根本には「仕組み」や「制度」といった構造的要因があります。
- 職場の不公平 → 実は「役割分担の欠陥」
- 家庭の不満 → 実は「ルール不在」
- 行政への不信 → 実は「手続きの不透明さ」
この構造を無視して人だけを責めても、摩擦は解決せず、関係性は壊れていきます。
クリティカル・アサーティブの定義
そこで必要なのが、クリティカル・アサーティブという新しい型です。
相手の人格を攻撃せず、受け身にもならず、裏で操作もせず。
事実と仕組みを相手と共有し、ときに第三者も巻き込みながら、共に改善を進める。
つまり、アサーティブの「自他尊重」に加えて、構造を批判的に見直す視点を持つのが特徴です。
アサーティブとクリティカル・アサーティブの違い
両者の関係を整理するとこうなります。
| 項目 | アサーティブ | クリティカル・アサーティブ |
|---|---|---|
| 焦点 | 相手との関係 | 構造・制度・仕組み |
| 相手の役割 | 対等なパートナー | 改善の協働者 |
| ゴール | 相互理解・関係維持 | 合意形成・仕組み改善 |
| リスク | 誤解の可能性 | 「批判=攻撃」と誤解される恐れ |
| 強み | 健全な人間関係 | 人間関係+問題解決の両立 |
結論として、クリティカル・アサーティブはアサーティブの派生であり、進化形です。
なぜ「構造を切る」と関係性が深まるのか
一見、「構造批判」は人間関係から距離を置くように思えるかもしれません。
しかし、実際にはその逆です。
- 相手を守る:人格ではなく仕組みを問題視するため、相手は責められずに済む。
- 共通課題を設定する:摩擦は「あなた対私」から「私たち対問題」へと転換される。
- 協働が生まれる:構造を直すには協力が不可欠であり、自然と関係が強化される。
つまり、構造を切ることは敵対ではなく協働を促す行為なのです。
実例で考える
- 職場で「雑務を押しつけられている」と感じたら → 「人の怠慢」ではなく「役割分担の曖昧さ」に光を当てる。

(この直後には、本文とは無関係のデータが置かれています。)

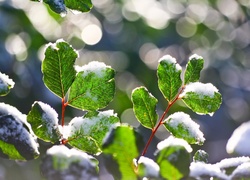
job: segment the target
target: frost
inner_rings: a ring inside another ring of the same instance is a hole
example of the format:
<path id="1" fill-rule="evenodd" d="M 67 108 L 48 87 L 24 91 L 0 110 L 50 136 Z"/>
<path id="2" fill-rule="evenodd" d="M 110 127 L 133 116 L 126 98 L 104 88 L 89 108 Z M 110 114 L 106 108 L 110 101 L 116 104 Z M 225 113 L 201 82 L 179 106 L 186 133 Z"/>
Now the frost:
<path id="1" fill-rule="evenodd" d="M 186 85 L 184 91 L 180 94 L 180 98 L 189 92 L 197 93 L 200 97 L 209 96 L 213 98 L 215 93 L 218 93 L 218 89 L 211 83 L 194 82 Z"/>
<path id="2" fill-rule="evenodd" d="M 157 144 L 157 149 L 162 150 L 168 146 L 183 146 L 187 150 L 187 152 L 191 153 L 192 148 L 191 146 L 187 143 L 187 141 L 179 138 L 175 138 L 173 136 L 168 137 L 164 141 L 161 141 Z"/>
<path id="3" fill-rule="evenodd" d="M 37 103 L 43 110 L 42 120 L 46 124 L 47 132 L 49 133 L 50 137 L 52 137 L 53 130 L 56 129 L 58 126 L 58 114 L 48 104 L 42 102 L 37 102 Z"/>
<path id="4" fill-rule="evenodd" d="M 159 59 L 159 63 L 162 61 L 166 62 L 167 64 L 175 64 L 176 71 L 182 70 L 181 66 L 176 62 L 176 59 L 170 55 L 165 55 L 165 56 L 161 57 Z"/>
<path id="5" fill-rule="evenodd" d="M 203 59 L 203 57 L 197 54 L 193 54 L 192 56 L 189 57 L 189 60 L 199 60 L 199 59 Z"/>
<path id="6" fill-rule="evenodd" d="M 245 162 L 250 162 L 250 158 L 249 157 L 227 158 L 227 159 L 221 160 L 220 162 L 216 163 L 215 165 L 218 166 L 220 169 L 226 169 L 226 168 L 230 168 L 230 167 L 239 166 Z"/>
<path id="7" fill-rule="evenodd" d="M 232 134 L 227 142 L 227 152 L 239 155 L 250 155 L 250 121 L 241 124 Z"/>
<path id="8" fill-rule="evenodd" d="M 250 162 L 243 163 L 239 165 L 231 174 L 230 179 L 243 179 L 243 177 L 250 177 Z"/>
<path id="9" fill-rule="evenodd" d="M 203 162 L 192 162 L 190 165 L 189 175 L 195 178 L 210 176 L 220 179 L 228 179 L 228 176 L 225 175 L 218 166 L 205 164 Z"/>
<path id="10" fill-rule="evenodd" d="M 92 61 L 89 64 L 81 66 L 81 67 L 75 66 L 75 69 L 77 72 L 83 71 L 83 74 L 82 74 L 83 77 L 87 76 L 89 73 L 92 72 L 92 73 L 95 73 L 97 77 L 101 78 L 104 76 L 105 70 L 107 68 L 111 68 L 111 67 L 107 66 L 103 62 L 98 62 L 98 61 Z"/>
<path id="11" fill-rule="evenodd" d="M 152 159 L 141 156 L 140 159 L 138 160 L 138 164 L 143 164 L 145 166 L 145 168 L 146 168 L 145 176 L 146 177 L 158 177 L 159 176 L 160 167 Z"/>
<path id="12" fill-rule="evenodd" d="M 203 137 L 203 133 L 200 131 L 200 126 L 195 123 L 188 114 L 183 112 L 176 112 L 170 115 L 165 122 L 168 126 L 173 128 L 174 130 L 178 130 L 180 126 L 188 131 L 188 137 L 190 136 L 194 138 L 198 143 L 203 143 L 205 138 Z M 187 136 L 187 135 L 186 135 Z M 184 138 L 185 139 L 185 138 Z"/>
<path id="13" fill-rule="evenodd" d="M 99 123 L 98 130 L 102 131 L 102 126 L 110 126 L 109 121 L 100 121 L 103 118 L 109 118 L 111 116 L 117 117 L 117 114 L 114 114 L 113 110 L 99 112 L 97 116 L 86 118 L 86 117 L 75 117 L 73 118 L 70 123 L 69 127 L 63 129 L 64 130 L 64 138 L 68 138 L 74 134 L 76 134 L 79 130 L 83 131 L 84 135 L 88 135 L 93 126 Z"/>

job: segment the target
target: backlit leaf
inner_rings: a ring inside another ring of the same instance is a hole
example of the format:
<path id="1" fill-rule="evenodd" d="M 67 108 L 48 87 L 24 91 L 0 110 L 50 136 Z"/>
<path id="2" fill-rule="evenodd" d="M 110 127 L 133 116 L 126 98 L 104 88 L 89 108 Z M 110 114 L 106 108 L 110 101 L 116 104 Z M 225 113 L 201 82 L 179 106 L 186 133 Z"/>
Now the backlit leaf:
<path id="1" fill-rule="evenodd" d="M 49 43 L 42 62 L 43 81 L 45 85 L 60 98 L 65 97 L 73 83 L 77 52 L 63 40 Z"/>
<path id="2" fill-rule="evenodd" d="M 158 100 L 145 87 L 132 92 L 133 110 L 138 121 L 146 128 L 153 129 L 158 119 L 156 104 Z"/>
<path id="3" fill-rule="evenodd" d="M 167 101 L 172 101 L 182 86 L 181 71 L 175 58 L 166 55 L 159 60 L 158 86 Z"/>

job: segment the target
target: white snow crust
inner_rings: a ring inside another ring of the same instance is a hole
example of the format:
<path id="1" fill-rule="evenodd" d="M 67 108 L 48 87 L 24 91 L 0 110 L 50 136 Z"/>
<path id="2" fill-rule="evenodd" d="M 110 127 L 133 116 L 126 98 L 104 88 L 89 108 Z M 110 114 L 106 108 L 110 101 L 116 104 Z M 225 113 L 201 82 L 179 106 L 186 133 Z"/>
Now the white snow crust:
<path id="1" fill-rule="evenodd" d="M 250 156 L 250 121 L 241 124 L 234 130 L 226 146 L 227 153 L 237 153 L 242 156 Z"/>
<path id="2" fill-rule="evenodd" d="M 159 142 L 157 144 L 157 149 L 162 150 L 168 146 L 183 146 L 187 150 L 187 152 L 191 153 L 193 151 L 192 147 L 187 143 L 187 141 L 179 138 L 175 138 L 173 136 L 169 136 L 167 139 Z"/>
<path id="3" fill-rule="evenodd" d="M 87 76 L 89 73 L 92 72 L 92 73 L 95 73 L 97 77 L 101 78 L 104 75 L 105 70 L 107 68 L 111 68 L 111 67 L 107 66 L 103 62 L 98 62 L 98 61 L 91 61 L 89 64 L 84 65 L 84 66 L 75 66 L 75 69 L 77 72 L 83 71 L 83 74 L 82 74 L 83 77 Z"/>
<path id="4" fill-rule="evenodd" d="M 154 162 L 152 159 L 141 156 L 138 160 L 138 164 L 143 164 L 146 168 L 146 177 L 158 177 L 160 167 L 159 165 Z"/>
<path id="5" fill-rule="evenodd" d="M 188 114 L 184 112 L 176 112 L 170 115 L 165 121 L 174 129 L 178 129 L 178 126 L 182 124 L 182 126 L 188 130 L 189 134 L 198 142 L 205 141 L 203 133 L 199 129 L 200 125 L 195 123 Z"/>

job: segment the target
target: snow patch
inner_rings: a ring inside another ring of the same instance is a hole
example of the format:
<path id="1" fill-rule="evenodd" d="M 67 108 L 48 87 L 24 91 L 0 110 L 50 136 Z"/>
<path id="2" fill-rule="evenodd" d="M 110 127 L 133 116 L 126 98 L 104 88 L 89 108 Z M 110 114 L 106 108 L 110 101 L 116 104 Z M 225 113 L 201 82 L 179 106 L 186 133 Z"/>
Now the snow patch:
<path id="1" fill-rule="evenodd" d="M 173 136 L 170 136 L 167 139 L 159 142 L 157 144 L 157 149 L 162 150 L 162 149 L 169 147 L 169 146 L 183 146 L 183 147 L 185 147 L 187 152 L 191 153 L 193 151 L 192 147 L 187 143 L 187 141 L 185 141 L 183 139 L 175 138 Z"/>
<path id="2" fill-rule="evenodd" d="M 226 146 L 227 153 L 237 153 L 243 156 L 250 155 L 250 121 L 241 124 L 234 130 Z"/>
<path id="3" fill-rule="evenodd" d="M 86 77 L 89 73 L 95 73 L 97 77 L 101 78 L 105 74 L 105 70 L 111 68 L 103 62 L 92 61 L 84 66 L 75 66 L 77 72 L 83 72 L 82 76 Z"/>
<path id="4" fill-rule="evenodd" d="M 199 59 L 203 59 L 203 57 L 201 57 L 197 54 L 193 54 L 192 56 L 189 57 L 189 61 L 190 60 L 199 60 Z"/>
<path id="5" fill-rule="evenodd" d="M 165 122 L 174 129 L 178 129 L 179 125 L 182 125 L 188 130 L 189 134 L 194 137 L 198 142 L 204 142 L 205 138 L 200 131 L 200 126 L 195 123 L 188 114 L 183 112 L 176 112 L 170 115 Z"/>
<path id="6" fill-rule="evenodd" d="M 143 164 L 146 168 L 146 177 L 159 177 L 160 167 L 152 159 L 141 156 L 138 164 Z"/>
<path id="7" fill-rule="evenodd" d="M 211 98 L 214 97 L 215 93 L 218 93 L 219 90 L 211 83 L 201 83 L 194 82 L 186 85 L 184 91 L 180 94 L 180 98 L 185 96 L 188 92 L 197 93 L 200 97 L 209 96 Z"/>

- 家庭で「家事が不公平」と思ったら → 「性格の問題」ではなく「ルール設計の欠如」を改善する。
- 行政に不信感を持ったら → 「担当者の悪意」ではなく「手続きの透明性不足」を問う。
こうして人を攻撃する代わりに構造を整えることで、関係はむしろ健全に育ちます。
まとめ
- 従来の4分類では、人間関係の摩擦を十分に扱いきれない。
- アサーティブは有効だが「人対人」にとどまる限界がある。
- そこで登場するのがクリティカル・アサーティブ。アサーティブの派生であり進化形。
- 「人ではなく構造を切り、相手を協働者に変える」ことこそ、現代に求められる新しいコミュニケーションである。
✅ 結論
クリティカル・アサーティブは、優しさと強さを両立させ、人間関係と社会の仕組みを同時に改善する、新時代のコミュニケーションである。